During this time he also served on the coaching staff for the United States Team at the World Fencing Championships in Buenos Aires, at which two of his Brooklyn College fencers competed. In total, he served as U.S. coach for the World Fencing Championships three times.

==Texas==

In 1978, Sebastiani founded and headed the Sebastiani Fencing Academy in Houston, Texas, the top fencing academy in the country. He also taught and coached at Rice University in Houston.

==Princeton University==

Starting in 1982, Sebastiani was the head fencing coach of the Princeton University men's and women's fencing teams for 25 years, through the 2005–06 season. The men were 213–89 and the women were 141–88 during that time.

The teams won nine Ivy League championships (the men in 1994–95, 1997–98, and 2000–21, and the women in 1999–2001), and six Intercollegiate Fencing Association (IFA) National championships. The men finished in the top four of the NCAA or IFA 16 times, and had 19-straight winning seasons.

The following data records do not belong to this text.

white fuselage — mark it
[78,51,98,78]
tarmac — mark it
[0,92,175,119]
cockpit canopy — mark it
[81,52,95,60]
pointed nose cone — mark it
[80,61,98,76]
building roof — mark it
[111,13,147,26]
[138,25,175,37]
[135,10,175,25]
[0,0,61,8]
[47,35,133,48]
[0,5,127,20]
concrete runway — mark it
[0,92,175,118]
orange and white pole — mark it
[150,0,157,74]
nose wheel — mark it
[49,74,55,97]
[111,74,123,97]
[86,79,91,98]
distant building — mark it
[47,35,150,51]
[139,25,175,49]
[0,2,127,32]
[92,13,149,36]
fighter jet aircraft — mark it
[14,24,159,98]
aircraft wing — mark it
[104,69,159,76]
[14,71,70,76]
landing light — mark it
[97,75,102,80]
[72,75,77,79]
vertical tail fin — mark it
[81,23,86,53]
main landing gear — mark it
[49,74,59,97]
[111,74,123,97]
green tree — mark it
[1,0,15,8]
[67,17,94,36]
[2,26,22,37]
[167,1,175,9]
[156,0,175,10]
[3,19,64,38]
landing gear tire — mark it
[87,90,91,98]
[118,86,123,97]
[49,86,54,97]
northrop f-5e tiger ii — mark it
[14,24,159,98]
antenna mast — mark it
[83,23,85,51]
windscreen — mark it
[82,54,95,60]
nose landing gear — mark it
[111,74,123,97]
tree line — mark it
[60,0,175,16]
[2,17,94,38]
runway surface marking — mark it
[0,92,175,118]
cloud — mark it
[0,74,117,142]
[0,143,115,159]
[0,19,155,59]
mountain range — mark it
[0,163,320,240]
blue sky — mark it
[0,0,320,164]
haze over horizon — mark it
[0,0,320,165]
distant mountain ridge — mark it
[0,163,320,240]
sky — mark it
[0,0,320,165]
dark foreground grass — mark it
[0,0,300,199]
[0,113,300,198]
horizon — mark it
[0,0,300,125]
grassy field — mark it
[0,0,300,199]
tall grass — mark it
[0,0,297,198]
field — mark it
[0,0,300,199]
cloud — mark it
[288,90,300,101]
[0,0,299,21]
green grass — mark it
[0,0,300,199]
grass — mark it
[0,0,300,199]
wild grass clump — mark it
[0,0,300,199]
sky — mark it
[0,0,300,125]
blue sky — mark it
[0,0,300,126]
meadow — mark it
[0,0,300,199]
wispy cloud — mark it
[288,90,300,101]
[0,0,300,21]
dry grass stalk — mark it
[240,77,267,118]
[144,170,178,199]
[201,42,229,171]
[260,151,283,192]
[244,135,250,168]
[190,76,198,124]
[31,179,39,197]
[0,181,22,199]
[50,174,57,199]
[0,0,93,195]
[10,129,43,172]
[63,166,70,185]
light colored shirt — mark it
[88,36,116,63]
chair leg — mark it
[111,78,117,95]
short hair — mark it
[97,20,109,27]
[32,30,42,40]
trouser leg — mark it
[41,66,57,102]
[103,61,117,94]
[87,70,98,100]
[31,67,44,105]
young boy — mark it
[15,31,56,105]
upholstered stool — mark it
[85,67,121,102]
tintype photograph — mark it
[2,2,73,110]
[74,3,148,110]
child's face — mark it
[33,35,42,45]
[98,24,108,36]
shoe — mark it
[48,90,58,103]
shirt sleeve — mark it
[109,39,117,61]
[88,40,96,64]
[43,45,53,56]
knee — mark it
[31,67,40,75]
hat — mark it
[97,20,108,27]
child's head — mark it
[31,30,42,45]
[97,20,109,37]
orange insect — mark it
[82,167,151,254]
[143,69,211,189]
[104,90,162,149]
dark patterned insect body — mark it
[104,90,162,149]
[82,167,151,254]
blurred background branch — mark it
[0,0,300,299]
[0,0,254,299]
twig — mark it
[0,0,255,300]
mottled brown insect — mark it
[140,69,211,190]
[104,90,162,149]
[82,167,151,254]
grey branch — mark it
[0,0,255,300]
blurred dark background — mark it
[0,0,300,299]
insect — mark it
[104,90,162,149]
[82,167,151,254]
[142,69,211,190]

They had a winning record in 11 of his last 12 years. The women won two national team championships, in 1993 and 1994, winning the Mildred-Stuyvesant Trophy as champions of the National Intercollegiate Fencing Association. With that, Sebastiani became the first fencing coach to win the title at three universities, having previously won it at both Cornell University and New York University.

Sebastiani coached three NCAA individual men's champions, and one women's champion. One was Hall of Famer Soren Thompson ('05), who became an NCAA épée champion, two-time Olympian, team épée world champion, Pan American Games champion, and national champion. Another of his fencers was Maya Lawrence, who won a bronze medal in team épée at the 2012 Summer Olympics in London, and was a national champion. Thirty-six of his male fencers and 25 of his female fencers won All-America honors while fencing for him.

Sebastiani twice won the U.S. Fencing Coaches Association's Schreff Sword, given yearly to the most outstanding college fencing coach of the year as voted on by their peers, in 1994 and 2006. The Schreff Sword is an engraved silver Glamdring broadsword resting on a red velvet cushion.

Author and former Princeton fencer David Treuer wrote The Fencing Master, in which he described meeting Sebastiani, and learning to fence from him.

==US Olympic and World Fencing Championship Teams==
Sebastiani coached the US Fencing Team at the 1984 Summer Olympics in Los Angeles. He also was the coach of the US Fencing Team three teams at World Fencing Championships through 1982.

==Princeton salle==
In November 2001, Sebastiani opened a fencing center in Princeton, New Jersey, the Cercle D'Escrime de Princeton-Sebastiani (Sebastiani Fencing Academy), which as of 2023 had 200 members. There, he is Head Fencing Master and coaches Olympic fencers and others down to the novice level in the classic traditional French school of fencing, in foil, epee, and sabre. Gabrielle Roux, who was trained by Sebastiani, is an instructor and owner.

==Hall of Fame==
Sebastiani was inducted into the U.S. Fencing Hall of Fame in 2015.